L’Europa e l’Italia dopo Copenhagen di Carlo Corazza.

Riportiamo nel link questo articolo del Dott. Carlo Corazza, Direttore della Rappresentanza a Milano della Commissione Europea nel quale esprime il rammarico per un’occasione persa dal vertice ONU sui cambiamenti climatici, “che resta comunque una tappa utile e rilevante di un grande processo politico e di trasformazione economica e tecnologica già in atto “.
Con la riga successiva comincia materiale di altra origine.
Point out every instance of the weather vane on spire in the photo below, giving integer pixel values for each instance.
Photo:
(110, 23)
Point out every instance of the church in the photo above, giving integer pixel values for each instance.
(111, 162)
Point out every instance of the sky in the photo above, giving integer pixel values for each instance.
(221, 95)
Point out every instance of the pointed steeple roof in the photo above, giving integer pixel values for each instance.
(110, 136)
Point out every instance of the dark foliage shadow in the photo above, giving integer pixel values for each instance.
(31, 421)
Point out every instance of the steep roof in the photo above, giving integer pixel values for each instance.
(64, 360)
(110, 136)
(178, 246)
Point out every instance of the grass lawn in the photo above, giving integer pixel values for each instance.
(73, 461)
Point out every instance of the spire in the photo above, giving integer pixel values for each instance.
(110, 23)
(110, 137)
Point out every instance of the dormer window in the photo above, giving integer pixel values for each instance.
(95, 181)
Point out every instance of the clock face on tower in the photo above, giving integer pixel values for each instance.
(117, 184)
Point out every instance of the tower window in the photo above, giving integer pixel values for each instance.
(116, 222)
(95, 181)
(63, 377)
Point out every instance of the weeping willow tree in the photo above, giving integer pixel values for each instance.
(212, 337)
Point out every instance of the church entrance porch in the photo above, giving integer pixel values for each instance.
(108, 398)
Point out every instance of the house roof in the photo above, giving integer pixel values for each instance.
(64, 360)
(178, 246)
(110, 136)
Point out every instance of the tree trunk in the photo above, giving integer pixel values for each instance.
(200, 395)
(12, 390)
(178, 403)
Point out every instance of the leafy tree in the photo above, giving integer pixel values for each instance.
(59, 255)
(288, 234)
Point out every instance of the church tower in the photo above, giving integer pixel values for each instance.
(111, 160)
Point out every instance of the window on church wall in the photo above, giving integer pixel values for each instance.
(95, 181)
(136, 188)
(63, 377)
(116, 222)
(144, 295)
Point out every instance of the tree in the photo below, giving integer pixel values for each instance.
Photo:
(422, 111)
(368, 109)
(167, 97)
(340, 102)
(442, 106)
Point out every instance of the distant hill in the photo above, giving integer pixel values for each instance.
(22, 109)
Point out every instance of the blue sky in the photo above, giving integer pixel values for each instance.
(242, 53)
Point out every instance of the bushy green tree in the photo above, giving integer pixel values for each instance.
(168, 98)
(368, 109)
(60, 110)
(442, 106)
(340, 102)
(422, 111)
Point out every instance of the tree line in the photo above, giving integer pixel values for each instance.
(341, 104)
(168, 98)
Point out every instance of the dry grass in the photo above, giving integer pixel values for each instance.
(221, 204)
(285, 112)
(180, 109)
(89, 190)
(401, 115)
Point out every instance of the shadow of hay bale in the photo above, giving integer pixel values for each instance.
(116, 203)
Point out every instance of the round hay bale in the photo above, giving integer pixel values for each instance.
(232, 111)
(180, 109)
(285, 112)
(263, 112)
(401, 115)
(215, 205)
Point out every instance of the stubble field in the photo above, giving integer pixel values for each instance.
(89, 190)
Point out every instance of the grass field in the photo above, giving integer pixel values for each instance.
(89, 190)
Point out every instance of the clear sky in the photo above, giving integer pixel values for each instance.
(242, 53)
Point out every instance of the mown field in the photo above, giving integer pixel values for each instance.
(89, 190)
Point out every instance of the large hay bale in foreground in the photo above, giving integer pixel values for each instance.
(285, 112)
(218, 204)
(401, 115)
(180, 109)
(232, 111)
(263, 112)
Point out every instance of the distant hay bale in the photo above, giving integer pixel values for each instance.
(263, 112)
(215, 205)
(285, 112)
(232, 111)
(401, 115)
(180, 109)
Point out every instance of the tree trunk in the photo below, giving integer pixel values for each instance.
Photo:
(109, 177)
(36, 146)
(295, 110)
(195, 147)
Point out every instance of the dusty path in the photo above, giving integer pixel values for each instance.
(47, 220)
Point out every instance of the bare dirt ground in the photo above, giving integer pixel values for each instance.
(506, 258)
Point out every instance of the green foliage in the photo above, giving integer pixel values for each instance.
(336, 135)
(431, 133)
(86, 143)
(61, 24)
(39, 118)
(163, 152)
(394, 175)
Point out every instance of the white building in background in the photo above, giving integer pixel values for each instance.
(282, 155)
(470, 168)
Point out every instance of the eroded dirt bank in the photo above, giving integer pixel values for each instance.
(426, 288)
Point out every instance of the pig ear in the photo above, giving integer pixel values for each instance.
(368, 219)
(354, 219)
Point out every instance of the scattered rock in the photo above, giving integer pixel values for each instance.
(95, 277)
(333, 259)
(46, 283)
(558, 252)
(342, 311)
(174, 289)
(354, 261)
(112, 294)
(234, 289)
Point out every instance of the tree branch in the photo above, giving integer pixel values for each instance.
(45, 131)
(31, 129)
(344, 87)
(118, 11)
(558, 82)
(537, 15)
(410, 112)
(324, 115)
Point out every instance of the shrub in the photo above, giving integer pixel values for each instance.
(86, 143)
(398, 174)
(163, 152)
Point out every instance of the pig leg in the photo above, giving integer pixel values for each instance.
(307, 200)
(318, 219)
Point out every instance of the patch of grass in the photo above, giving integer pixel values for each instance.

Secondo Corazza, “E’ inutile nascondersi dietro parole o utilizzare astratte formule diplomatiche. Rispetto agli obiettivi che (l’Europa) si era posta di un accordo universale da tradurre a breve in target ambiziosi e precisi vincolanti sia per i paesi industrializzati che per i Paesi in via di sviluppo, l’Europa non può che essere insoddisfatta.
Detto questo, è bene che il rammarico per un’occasione persa, che resta comunque un tappa utile e rilevante di un grande processo politico e di trasformazione economica e tecnologica già in atto, non diventi sterile pessimismo; o, ancor peggio, non si traduca in disfattismo e ostacoli o freni alle politiche in corso”.

“In questo senso – scrive ancora Carlo Corazza – va letto il cauto, m solido ottimismo che traspare dalle dichiarazioni della cancelliera Angela Merkel, già al lavoro da padrona di casa per il prossimo appuntamento di Bonn fra sei mesi. O anche quelle del Presidente Sarkozy, come la Merkel molto attento a leggere i lati più positivi di Copenhagen: carattere globale dell’accordo; 30 miliardi ai poveri entro il 2013 e, probabilmente, 100 miliardi all’anno da qui al 2020; rinnovato consenso a non superare i due gradi; scambio di dati relativi alle emissioni. E dopo Bonn nuovo appuntamento a fine 2010 in Messico per tentare di strappare un accordo vincolante”.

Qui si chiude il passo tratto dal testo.